The economy was mired in a recession when she graduated in 1985, and she had only two job offers from the Mississippi Department of Transportation and from an employer in Los Angeles. She stayed home and went to work in the bridge division, then moved to the Starkville project office, then transferred to the Gulf Coast at the same time gambling operations were gaining a foothold. Like Tudor, she moved up the ranks until she became executive director.
“I think the thing that always kept pushing me to go to the next level, the next level, is I saw things that needed to be changed,” she said. “I wanted to effect change, and you can’t do it until you get in the right place. … We’re going to make it better for these women that are coming along now.”
Asked what advice they would give to their younger self, they both agreed they shouldn’t have taken things and themselves so seriously.
They agreed that they were scrutinized as female transportation professionals, but McGrath said she didn’t remember ever being discriminated against. She said she and Tudor as directors can stop inappropriate comments from being directed against women in their departments.
Asked by an online participant how female professionals can mentor other women, Tudor said, “I think we need to be approachable, and we don’t need to be so hard on each other. I talked about there’s a different standard for women in the overall industry, but I think we’re hard on each other. We need to help each other and realize that we’re all just trying to do a good job, and just be there.”

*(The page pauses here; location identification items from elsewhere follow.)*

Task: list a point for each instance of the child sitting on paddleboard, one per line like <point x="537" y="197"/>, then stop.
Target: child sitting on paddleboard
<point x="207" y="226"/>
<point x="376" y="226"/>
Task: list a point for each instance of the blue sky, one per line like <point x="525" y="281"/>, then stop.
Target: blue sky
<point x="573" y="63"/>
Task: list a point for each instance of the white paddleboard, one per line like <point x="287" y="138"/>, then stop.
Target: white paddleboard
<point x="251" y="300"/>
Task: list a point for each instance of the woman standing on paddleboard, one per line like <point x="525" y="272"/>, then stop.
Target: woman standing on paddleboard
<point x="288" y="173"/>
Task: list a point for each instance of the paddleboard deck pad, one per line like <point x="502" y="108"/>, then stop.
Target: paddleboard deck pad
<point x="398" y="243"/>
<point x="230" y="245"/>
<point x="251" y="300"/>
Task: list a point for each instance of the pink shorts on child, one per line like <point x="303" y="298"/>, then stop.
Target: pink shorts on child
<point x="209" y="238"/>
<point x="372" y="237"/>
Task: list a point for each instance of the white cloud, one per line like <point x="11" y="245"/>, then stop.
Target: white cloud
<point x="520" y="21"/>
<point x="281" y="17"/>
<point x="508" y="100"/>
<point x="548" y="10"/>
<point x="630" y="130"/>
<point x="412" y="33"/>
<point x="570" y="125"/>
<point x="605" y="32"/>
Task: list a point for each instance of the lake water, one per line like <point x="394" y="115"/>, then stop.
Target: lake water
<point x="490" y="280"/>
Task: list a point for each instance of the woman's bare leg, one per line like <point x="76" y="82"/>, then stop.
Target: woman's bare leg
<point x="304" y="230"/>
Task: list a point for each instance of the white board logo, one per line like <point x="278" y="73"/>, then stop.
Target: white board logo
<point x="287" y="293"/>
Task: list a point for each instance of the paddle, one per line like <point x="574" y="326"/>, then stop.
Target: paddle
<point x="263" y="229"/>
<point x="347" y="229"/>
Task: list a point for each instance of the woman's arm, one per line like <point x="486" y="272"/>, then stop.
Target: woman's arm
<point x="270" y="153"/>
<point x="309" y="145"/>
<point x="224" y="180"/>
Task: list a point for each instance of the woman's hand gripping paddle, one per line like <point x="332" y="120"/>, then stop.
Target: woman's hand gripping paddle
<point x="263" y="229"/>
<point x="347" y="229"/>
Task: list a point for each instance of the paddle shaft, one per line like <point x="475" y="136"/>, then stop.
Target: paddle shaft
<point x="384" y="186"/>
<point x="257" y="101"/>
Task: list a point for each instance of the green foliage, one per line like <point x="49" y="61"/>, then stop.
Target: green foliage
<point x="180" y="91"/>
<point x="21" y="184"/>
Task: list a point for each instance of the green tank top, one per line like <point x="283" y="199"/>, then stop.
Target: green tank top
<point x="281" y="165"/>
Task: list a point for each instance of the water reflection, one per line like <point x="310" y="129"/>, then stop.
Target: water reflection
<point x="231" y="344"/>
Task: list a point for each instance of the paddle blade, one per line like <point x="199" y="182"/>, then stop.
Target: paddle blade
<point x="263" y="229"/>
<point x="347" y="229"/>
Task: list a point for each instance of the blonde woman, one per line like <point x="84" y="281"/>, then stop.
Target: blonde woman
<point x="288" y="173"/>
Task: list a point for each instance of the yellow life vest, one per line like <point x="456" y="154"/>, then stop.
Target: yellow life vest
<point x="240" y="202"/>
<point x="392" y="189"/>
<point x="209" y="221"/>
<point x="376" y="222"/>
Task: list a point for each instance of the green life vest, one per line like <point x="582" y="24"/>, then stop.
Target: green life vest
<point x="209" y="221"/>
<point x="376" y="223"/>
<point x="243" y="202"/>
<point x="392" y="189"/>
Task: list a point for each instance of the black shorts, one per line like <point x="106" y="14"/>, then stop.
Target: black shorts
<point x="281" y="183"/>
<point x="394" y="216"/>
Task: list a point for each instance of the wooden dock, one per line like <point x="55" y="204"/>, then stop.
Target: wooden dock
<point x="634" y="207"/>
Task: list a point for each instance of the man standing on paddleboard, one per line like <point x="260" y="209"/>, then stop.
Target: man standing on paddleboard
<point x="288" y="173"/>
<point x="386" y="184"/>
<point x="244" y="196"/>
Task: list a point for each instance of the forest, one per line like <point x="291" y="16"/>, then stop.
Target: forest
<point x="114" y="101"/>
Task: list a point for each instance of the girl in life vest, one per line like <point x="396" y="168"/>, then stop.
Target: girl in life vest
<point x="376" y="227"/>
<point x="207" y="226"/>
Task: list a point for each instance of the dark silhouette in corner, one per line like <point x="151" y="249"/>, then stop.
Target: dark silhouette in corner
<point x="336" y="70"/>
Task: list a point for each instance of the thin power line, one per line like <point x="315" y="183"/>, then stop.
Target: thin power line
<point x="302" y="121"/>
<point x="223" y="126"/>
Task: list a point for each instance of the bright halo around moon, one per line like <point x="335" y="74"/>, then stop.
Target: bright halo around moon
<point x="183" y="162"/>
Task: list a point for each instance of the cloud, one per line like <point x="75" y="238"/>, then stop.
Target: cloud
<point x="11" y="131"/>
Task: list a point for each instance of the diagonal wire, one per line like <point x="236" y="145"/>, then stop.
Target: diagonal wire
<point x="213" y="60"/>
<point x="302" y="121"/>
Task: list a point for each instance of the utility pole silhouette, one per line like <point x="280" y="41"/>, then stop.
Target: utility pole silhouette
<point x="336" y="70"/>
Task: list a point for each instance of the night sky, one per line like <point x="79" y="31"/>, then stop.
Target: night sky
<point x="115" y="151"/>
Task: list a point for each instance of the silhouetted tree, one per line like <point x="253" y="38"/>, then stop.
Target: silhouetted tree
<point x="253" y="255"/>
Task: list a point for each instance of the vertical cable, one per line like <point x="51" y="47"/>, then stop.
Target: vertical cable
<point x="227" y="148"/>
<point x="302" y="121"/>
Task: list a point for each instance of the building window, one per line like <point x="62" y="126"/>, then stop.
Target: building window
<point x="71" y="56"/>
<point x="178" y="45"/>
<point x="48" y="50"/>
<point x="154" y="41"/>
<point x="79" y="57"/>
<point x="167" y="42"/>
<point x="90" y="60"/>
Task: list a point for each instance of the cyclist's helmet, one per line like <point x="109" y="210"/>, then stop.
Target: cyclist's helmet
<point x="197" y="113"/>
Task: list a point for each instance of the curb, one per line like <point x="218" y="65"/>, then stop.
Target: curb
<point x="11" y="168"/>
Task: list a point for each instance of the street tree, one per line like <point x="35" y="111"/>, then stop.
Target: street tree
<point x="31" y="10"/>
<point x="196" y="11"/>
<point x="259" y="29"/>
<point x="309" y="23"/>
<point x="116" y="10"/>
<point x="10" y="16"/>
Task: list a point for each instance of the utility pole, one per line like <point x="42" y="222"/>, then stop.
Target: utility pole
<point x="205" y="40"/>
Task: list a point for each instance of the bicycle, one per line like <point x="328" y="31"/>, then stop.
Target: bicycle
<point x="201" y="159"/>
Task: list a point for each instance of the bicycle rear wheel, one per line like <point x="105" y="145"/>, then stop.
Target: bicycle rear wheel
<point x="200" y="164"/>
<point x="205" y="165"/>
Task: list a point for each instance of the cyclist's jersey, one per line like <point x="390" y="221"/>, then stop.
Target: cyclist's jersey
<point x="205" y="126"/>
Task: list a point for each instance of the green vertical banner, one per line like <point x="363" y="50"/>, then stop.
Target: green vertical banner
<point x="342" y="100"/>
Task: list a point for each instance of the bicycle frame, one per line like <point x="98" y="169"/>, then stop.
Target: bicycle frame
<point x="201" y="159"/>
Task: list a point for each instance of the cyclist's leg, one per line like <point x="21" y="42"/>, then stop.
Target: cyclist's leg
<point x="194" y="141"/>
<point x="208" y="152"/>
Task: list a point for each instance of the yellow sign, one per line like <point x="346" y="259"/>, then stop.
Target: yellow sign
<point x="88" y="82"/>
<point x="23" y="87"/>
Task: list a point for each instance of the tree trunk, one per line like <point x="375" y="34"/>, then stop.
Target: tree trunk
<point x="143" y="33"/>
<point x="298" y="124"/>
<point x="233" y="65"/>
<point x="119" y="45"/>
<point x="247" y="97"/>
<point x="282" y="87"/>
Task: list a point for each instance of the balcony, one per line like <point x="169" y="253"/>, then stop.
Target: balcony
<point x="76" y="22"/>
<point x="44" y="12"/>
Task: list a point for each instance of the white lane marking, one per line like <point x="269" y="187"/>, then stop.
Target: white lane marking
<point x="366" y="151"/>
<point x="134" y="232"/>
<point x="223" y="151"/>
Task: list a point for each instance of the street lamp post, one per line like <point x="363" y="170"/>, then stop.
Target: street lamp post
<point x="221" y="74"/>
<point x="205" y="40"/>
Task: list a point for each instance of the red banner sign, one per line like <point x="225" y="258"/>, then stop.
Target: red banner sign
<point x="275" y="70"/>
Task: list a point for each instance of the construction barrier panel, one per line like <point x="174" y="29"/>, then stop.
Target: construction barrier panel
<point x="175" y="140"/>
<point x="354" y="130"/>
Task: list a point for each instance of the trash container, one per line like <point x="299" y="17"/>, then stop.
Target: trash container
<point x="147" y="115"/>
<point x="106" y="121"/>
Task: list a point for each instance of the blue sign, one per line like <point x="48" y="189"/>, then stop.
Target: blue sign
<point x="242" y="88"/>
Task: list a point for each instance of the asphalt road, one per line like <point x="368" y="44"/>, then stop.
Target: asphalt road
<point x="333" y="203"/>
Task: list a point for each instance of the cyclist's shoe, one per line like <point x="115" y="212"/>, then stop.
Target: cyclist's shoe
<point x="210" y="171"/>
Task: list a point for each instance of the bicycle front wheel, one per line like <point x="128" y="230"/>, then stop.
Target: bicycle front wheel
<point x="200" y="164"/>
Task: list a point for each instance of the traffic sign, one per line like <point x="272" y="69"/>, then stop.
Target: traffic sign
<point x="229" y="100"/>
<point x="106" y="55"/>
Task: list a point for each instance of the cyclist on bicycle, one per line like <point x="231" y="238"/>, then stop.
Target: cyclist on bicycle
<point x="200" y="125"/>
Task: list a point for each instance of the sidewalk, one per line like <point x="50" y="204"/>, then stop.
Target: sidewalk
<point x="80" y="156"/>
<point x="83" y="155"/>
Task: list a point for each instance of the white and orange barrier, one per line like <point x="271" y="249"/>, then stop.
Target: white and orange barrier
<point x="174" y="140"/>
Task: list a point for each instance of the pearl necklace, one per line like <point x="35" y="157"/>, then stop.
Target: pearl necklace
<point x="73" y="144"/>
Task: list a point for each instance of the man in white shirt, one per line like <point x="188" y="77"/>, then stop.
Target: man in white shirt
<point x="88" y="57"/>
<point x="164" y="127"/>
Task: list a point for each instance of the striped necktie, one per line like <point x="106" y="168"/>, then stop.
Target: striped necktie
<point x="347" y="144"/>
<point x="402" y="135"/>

Asked to share when she had the most fun in her career, Tudor described a ribbon cutting at a highway widening project in the Crossett-Hamburg area. A dangerous two-lane road that often carried log trucks had been widened into a four-lane with a turning lane. It was her first time to speak at such an event as director.
“They were so excited, and I just felt the excitement, and I felt like I’m part of something that’s helping people so much, and it was a great feeling. And I thought, ‘I am so fortunate to be up here taking credit for this. I didn’t even do it,’” she said with a laugh.